Lässt sich das Artensterben stoppen?

von Redaktion

Erstmals nach 14 Jahren haben Experten wieder eine weltweite Inventur der Natur durchgeführt. Das erschreckende Ergebnis des Öko-Checks des Weltbiodiversitätsrats IPBES: Bis zu eine Million Arten drohen in den kommenden Jahrzehnten für immer von unserem Planeten zu verschwinden.

VON KLAUS RIMPEL

München/Paris – Ab heute tagt in Paris eine Konferenz des UN-Gremiums IPBES, bei der 150 Experten aus 50 Staaten nach Wegen suchen, ein Massenaussterben noch zu verhindern. Laut dem Bericht, der dort veröffentlicht werden soll, drohen 500 000 bis eine Million der geschätzt zehn Millionen Tier- und Pflanzenarten „in den kommenden Jahrzehnten“ zu verschwinden.

Dass besser angepasste Arten andere verdrängen – das sind natürliche, evolutionäre Prozesse. Doch im derzeitigen Zeitalter, das Wissenschaftler „Anthropozän“ (also: vom Menschen gestaltetes Zeitalter) nennen, liegt es vor allem in der Verantwortung des Menschen, wenn Tiere und Pflanzen verschwinden: Laut IPBES-Report ist die Geschwindigkeit, in der Tier- und Pflanzenarten aussterben, bis zu hundertmal höher als im Durchschnitt der vergangenen zehn Millionen Jahre. Der Bericht warnt vor einer „unmittelbar bevorstehenden extremen Beschleunigung“ des weltweiten Artensterbens.
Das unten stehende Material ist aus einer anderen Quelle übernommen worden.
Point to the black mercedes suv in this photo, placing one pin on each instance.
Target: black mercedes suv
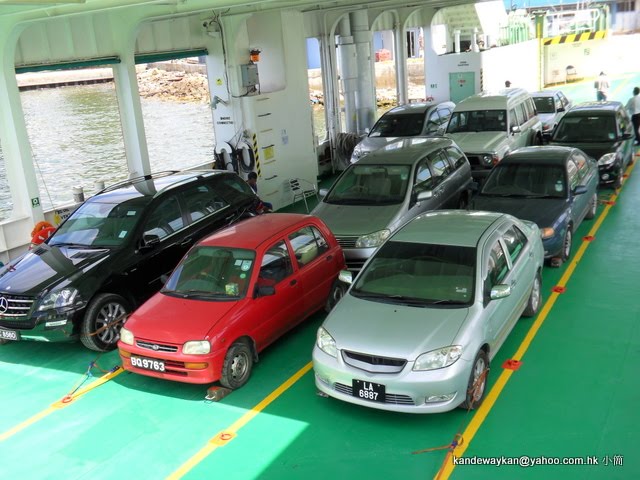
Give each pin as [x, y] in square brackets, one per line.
[602, 130]
[110, 254]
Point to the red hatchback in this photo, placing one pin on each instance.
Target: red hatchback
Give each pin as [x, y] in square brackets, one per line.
[233, 294]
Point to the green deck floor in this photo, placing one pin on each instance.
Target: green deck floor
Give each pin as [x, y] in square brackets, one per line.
[574, 395]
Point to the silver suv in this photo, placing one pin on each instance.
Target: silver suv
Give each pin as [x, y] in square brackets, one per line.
[411, 120]
[387, 188]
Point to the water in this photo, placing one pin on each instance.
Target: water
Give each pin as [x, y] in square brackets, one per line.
[76, 139]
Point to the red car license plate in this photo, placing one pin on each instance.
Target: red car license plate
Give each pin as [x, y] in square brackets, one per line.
[148, 364]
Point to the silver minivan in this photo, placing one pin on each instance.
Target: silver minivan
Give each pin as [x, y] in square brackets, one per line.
[381, 192]
[411, 120]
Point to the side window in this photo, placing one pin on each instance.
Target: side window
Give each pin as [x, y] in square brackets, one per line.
[456, 157]
[201, 201]
[165, 219]
[572, 174]
[433, 122]
[440, 167]
[497, 266]
[276, 265]
[515, 241]
[424, 180]
[308, 244]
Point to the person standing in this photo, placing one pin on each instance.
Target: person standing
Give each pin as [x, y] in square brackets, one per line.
[633, 107]
[602, 87]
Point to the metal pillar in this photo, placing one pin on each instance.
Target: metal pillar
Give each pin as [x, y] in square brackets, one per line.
[365, 94]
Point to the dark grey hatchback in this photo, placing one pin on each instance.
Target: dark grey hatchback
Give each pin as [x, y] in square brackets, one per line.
[109, 256]
[603, 130]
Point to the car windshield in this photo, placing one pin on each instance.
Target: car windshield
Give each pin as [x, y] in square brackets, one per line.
[478, 121]
[398, 125]
[212, 273]
[370, 185]
[419, 274]
[544, 104]
[529, 180]
[586, 129]
[98, 225]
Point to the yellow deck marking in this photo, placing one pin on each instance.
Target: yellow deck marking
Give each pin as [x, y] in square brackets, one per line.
[58, 405]
[230, 433]
[492, 396]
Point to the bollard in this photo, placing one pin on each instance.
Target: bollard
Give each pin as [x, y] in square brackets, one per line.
[78, 194]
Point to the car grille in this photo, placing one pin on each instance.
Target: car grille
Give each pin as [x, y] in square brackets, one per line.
[372, 363]
[388, 398]
[347, 241]
[156, 347]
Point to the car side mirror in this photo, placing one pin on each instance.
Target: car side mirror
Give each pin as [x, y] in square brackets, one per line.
[424, 195]
[346, 276]
[500, 291]
[265, 291]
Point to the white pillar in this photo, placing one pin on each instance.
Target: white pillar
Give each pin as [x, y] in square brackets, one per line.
[365, 94]
[16, 148]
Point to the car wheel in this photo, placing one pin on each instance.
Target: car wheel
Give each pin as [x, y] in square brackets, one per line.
[566, 244]
[477, 381]
[593, 207]
[535, 298]
[100, 329]
[237, 366]
[338, 289]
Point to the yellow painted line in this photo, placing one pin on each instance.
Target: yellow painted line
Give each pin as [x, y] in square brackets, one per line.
[58, 405]
[490, 400]
[231, 432]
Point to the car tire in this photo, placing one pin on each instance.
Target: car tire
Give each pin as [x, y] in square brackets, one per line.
[474, 396]
[593, 207]
[535, 297]
[567, 242]
[238, 363]
[338, 289]
[103, 310]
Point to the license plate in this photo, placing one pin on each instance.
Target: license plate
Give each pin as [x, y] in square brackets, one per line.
[9, 335]
[368, 390]
[148, 364]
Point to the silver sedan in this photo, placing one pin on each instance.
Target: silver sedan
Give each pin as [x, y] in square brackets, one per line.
[418, 328]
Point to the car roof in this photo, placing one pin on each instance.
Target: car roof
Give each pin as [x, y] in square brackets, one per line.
[589, 108]
[146, 187]
[405, 151]
[252, 232]
[448, 227]
[420, 107]
[548, 155]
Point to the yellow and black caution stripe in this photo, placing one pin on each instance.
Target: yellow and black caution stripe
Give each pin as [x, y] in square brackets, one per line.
[254, 139]
[575, 37]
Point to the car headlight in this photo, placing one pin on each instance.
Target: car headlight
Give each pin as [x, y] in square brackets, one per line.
[326, 343]
[607, 159]
[374, 239]
[443, 357]
[58, 299]
[126, 336]
[196, 347]
[547, 232]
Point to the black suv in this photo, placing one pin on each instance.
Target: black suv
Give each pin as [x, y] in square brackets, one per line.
[109, 256]
[602, 130]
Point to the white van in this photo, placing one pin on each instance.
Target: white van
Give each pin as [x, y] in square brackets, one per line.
[489, 125]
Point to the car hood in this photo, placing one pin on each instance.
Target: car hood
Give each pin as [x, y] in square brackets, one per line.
[45, 267]
[479, 141]
[165, 318]
[392, 330]
[595, 150]
[543, 211]
[356, 219]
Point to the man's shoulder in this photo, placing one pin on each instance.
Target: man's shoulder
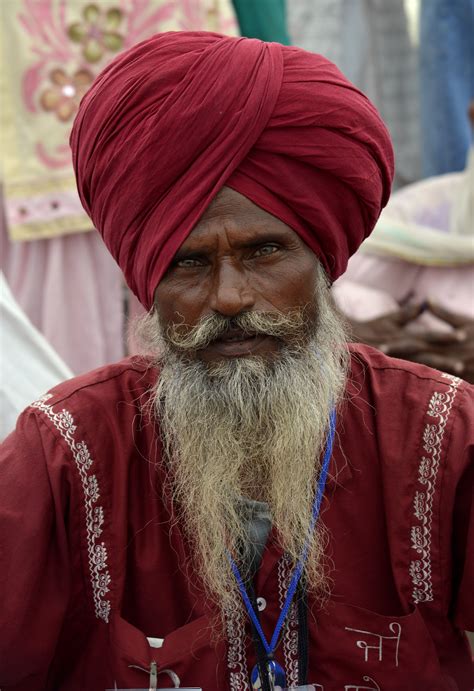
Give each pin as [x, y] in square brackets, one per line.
[370, 362]
[112, 391]
[107, 382]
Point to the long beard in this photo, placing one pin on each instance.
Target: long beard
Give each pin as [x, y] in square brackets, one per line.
[249, 427]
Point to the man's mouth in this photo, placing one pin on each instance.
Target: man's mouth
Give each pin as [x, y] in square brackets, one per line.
[239, 343]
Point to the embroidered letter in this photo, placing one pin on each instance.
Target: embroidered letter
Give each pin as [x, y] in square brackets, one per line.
[377, 641]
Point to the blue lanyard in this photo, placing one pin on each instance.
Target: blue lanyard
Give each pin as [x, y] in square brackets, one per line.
[298, 570]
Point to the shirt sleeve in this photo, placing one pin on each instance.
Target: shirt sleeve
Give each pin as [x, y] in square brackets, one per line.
[463, 524]
[34, 564]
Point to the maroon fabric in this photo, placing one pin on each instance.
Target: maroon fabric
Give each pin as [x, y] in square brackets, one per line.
[174, 119]
[92, 561]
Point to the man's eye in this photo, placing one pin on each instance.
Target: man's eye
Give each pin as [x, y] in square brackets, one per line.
[266, 250]
[188, 263]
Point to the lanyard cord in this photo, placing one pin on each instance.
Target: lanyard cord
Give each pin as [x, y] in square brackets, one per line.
[298, 570]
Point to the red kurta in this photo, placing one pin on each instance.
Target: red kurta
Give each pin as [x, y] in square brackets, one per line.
[91, 567]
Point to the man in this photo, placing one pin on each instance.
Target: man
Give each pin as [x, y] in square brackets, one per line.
[255, 504]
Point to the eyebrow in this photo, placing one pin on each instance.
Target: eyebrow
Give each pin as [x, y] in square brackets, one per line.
[263, 237]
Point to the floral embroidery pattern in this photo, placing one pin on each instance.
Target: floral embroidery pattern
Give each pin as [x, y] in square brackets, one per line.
[67, 50]
[236, 663]
[290, 636]
[97, 551]
[420, 569]
[64, 95]
[98, 32]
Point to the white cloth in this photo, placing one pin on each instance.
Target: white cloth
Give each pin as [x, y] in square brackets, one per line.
[29, 367]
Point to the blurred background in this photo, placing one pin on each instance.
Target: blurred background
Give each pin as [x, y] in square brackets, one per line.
[408, 291]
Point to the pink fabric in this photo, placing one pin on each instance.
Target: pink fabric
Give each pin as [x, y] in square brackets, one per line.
[174, 119]
[71, 290]
[429, 202]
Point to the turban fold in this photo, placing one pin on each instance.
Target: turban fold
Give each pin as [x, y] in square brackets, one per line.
[172, 120]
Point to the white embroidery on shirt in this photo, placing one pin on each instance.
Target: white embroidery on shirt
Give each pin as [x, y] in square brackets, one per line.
[236, 661]
[394, 627]
[290, 636]
[420, 569]
[97, 552]
[356, 687]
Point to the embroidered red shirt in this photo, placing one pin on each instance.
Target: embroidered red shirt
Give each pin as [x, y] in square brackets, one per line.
[91, 565]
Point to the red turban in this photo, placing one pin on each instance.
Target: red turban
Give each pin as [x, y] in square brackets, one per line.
[172, 120]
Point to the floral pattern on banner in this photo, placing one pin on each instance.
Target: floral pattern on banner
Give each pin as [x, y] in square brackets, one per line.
[72, 41]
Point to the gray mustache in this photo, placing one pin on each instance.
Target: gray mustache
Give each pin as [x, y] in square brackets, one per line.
[214, 326]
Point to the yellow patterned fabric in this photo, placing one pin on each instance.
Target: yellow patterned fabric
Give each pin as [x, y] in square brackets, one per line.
[51, 50]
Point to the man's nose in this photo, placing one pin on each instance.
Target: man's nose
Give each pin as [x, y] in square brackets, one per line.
[231, 292]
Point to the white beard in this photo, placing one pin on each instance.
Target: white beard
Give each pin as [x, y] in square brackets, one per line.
[249, 427]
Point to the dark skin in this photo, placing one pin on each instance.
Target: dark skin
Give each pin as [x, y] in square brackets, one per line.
[238, 258]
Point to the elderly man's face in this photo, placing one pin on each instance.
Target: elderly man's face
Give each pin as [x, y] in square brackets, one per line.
[239, 258]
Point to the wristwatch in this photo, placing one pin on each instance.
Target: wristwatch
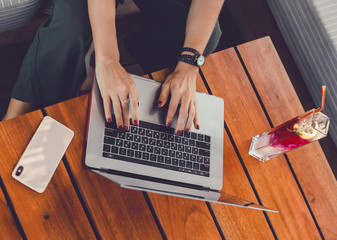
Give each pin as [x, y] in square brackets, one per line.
[196, 60]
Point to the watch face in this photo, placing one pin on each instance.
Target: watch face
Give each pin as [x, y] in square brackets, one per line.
[201, 61]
Ein Hauptgrund dafür ist der Verlust der Lebensräume von Wildtieren und Pflanzen: Wälder werden gerodet, um Plantagen, Straßen oder Industriegebiete zu schaffen. Allein 2018 wurde Tropenwald in der Größe Englands gerodet – 120 000 Quadratkilometer. Fast ein Drittel davon (rund 36 000 Quadratkilometer) davon ist Urwald, so die Organisation Global Forest Watch. Auch der Lebensraum Meer wird vom Menschen bedroht: Vor allem durch Schleppnetzfischerei wurden viele Fischarten an den Rand des Aussterbens gebracht. In der EU-Fischereipolitik werden Quoten festgelegt, welche die wissenschaftlichen Empfehlungen jedes Jahr durchschnittlich um 48 Prozent überschreiten. Plastik in Meeren und Flüssen wird für Wasservögel oder Meeresschildkröten existenzbedrohend. Durch die Erwärmung der Meere sterben Korallenriffe ab, die damit verbundenen Ökosysteme sind dadurch bedroht.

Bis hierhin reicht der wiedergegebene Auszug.